Hair uncovered? Makeup? You're a prostitute

Some say the effort to push Indonesia toward Islamic law unfairly restricts women.

Published June 27, 2006 7:01PM (EDT)

The scene described in today's New York Times article reads like lines from a prequel to "The Handmaid's Tale." Lilis Lindawati was waiting at a bus stop in Tangerang, Indonesia, wearing makeup, pants, a jean jacket and slight heels, and had her hair uncovered. She was picked up in a police van, charged with prostitution and sentenced to spend three nights in prison. But Lindawati maintains that she isn't a prostitute and has filed a defamation suit against the town's mayor.

"Charging someone on the suspicion of prostitution is not enough under the national law. You cannot arrest someone for just being in a vicinity. They have to have attempted a crime," said Dedi Ali Ahmad, chairman of Jakarta's Indonesian Legal and Aid and Human Rights Association.

Some have taken incidents like this, along with the adoption of sharia law in several districts, as a sign of a push toward Islamism in Indonesia. The result, women's activists say, is a hyperfocus on modesty and intense scrutiny of women's dress. Reports have surfaced of women being fined in Aceh for wearing an ill-fitted head scarf; others have reportedly been whipped for going out in public with a man other than their husband. Also, as Broadsheet has written about before, hugely restrictive anti-pornography legislation is currently being challenged in Parliament; the Times reports that the bill would "impose a one-year prison sentence for women wearing miniskirts and five years for couples caught kissing in public."

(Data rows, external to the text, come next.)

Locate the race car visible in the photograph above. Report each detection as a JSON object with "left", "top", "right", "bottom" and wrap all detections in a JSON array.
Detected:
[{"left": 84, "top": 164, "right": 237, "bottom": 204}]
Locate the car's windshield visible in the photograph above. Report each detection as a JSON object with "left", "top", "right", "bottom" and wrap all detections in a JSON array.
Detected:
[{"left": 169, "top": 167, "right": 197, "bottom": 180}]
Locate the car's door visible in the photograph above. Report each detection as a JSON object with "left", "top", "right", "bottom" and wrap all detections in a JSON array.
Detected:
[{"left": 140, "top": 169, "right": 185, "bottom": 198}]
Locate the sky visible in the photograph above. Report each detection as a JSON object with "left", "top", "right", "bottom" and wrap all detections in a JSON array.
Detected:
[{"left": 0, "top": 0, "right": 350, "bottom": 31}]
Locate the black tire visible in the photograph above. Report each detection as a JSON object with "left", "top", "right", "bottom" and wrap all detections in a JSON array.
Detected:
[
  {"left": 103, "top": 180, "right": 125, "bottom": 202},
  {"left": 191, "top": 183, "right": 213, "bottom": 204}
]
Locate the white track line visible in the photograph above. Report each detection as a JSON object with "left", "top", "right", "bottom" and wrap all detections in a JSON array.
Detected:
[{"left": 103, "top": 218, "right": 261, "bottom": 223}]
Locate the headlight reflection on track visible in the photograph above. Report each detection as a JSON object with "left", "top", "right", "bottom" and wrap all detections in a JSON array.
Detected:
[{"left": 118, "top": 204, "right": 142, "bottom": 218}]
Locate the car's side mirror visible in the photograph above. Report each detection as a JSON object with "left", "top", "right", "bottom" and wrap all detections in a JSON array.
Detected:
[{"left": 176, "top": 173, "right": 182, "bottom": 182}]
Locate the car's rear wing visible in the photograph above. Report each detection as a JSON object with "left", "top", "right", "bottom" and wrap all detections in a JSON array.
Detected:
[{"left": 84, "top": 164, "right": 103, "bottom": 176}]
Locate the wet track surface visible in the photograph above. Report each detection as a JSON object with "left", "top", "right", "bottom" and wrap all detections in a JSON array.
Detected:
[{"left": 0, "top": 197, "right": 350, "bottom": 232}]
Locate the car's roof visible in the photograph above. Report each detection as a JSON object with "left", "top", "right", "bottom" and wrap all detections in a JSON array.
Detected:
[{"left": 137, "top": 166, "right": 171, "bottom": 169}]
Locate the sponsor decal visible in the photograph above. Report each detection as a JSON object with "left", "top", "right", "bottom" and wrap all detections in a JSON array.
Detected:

What's hopeful, and yet confounding, is that President Susilo Bambang Yudhoyono is known for his commitment to tolerance and a secular government. But moderates say that Yudhoyono has had too temperate of a reaction to grass-roots extremists and is overly concerned with offending some Islamists.

It seems appropriate to offer Margaret Atwood an apology for my scoffing so incredulously when I first read her account of an imagined police state where all aspects of women's lives are controlled -- from their dress to reproduction. You can almost see Atwood reading this story -- or others like it -- and shaking her head with a knowing, sardonic smile.